Maternal Metabolic State and Fetal Sex and Genotype Modulate Methylation of the Serotonin Receptor Type 2A Gene (HTR2A) in the Human Placenta

Biomedicines 2022, 10(2), 467; https://doi.org/10.3390/biomedicines10020467
by Marina Horvatiček 1,†, Maja Perić 1,†, Ivona Bečeheli 1, Marija Klasić 2, Maja Žutić 3, Maja Kesić 1, Gernot Desoye 4, Sandra Nakić Radoš 3, Marina Ivanišević 5, Dubravka Hranilovic 2 and Jasminka Štefulj 1,3,*
Reviewer 1: Anonymous
Reviewer 2:
Reviewer 3: Anonymous
Biomedicines 2022, 10(2), 467; https://doi.org/10.3390/biomedicines10020467
Submission received: 18 January 2022 / Revised: 11 February 2022 / Accepted: 15 February 2022 / Published: 17 February 2022

Round 1

Reviewer 1 Report

The manuscript by Marina Horvatiček et al. investigated the effect of fetal sex and genotype and maternal metabolic state on the methylation of the HTR2A in human placenta. The study is of interest to the readers and I have the following suggestions:

1. have the authors checked the neonatal sex and genotype? The authors should discuss more about the potential effect of neonatal sex and genotype on the methylation of the HTR2A in human placenta.
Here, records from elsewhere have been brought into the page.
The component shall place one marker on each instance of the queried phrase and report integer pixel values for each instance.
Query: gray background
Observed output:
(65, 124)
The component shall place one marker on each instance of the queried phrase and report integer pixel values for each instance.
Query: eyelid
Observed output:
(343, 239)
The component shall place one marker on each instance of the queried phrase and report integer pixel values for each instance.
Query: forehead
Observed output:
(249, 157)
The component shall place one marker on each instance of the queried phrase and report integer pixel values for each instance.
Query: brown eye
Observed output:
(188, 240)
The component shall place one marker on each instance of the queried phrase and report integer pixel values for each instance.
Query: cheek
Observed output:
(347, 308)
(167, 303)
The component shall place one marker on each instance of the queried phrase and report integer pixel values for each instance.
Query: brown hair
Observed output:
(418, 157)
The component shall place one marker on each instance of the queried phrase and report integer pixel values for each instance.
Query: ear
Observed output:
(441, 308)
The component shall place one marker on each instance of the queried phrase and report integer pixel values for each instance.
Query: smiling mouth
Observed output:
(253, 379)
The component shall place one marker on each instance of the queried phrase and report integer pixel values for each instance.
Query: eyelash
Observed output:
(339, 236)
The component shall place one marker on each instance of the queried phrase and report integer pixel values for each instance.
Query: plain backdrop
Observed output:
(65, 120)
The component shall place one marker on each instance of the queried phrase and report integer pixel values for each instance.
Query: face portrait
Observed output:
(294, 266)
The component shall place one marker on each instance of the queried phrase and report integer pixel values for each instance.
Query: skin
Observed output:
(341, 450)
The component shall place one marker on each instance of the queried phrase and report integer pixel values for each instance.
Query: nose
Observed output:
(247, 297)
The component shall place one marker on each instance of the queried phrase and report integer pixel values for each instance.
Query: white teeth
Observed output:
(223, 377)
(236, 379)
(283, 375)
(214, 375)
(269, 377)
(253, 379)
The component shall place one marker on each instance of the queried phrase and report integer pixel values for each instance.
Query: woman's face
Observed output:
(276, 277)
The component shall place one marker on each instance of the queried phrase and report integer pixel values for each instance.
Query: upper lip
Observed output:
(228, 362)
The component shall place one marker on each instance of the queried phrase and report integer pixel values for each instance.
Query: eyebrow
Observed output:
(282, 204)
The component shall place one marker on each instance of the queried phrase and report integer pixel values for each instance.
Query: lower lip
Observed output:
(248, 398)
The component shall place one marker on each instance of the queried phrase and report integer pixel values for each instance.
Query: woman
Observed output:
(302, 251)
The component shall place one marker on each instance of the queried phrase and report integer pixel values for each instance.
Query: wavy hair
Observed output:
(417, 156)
2. How obesity changes the methelation? What are the potential mechanisms? This must be discussed. 

3. The authors should discuss more about the methylation changes and its potential outcomes. 

Author Response

Please see the attachment.

Author Response File: Author Response.pdf

Reviewer 2 Report

There is an excellent study of high originality and very coprehensive results that can be published without any revision

Author Response

Please see the attachment.

Author Response File: Author Response.pdf

Reviewer 3 Report

The work represents a valuable piece of information, although i would like to add that I have read this with a background on clinical research, with ‘limited lab analytical’ skills related to methylation assessment.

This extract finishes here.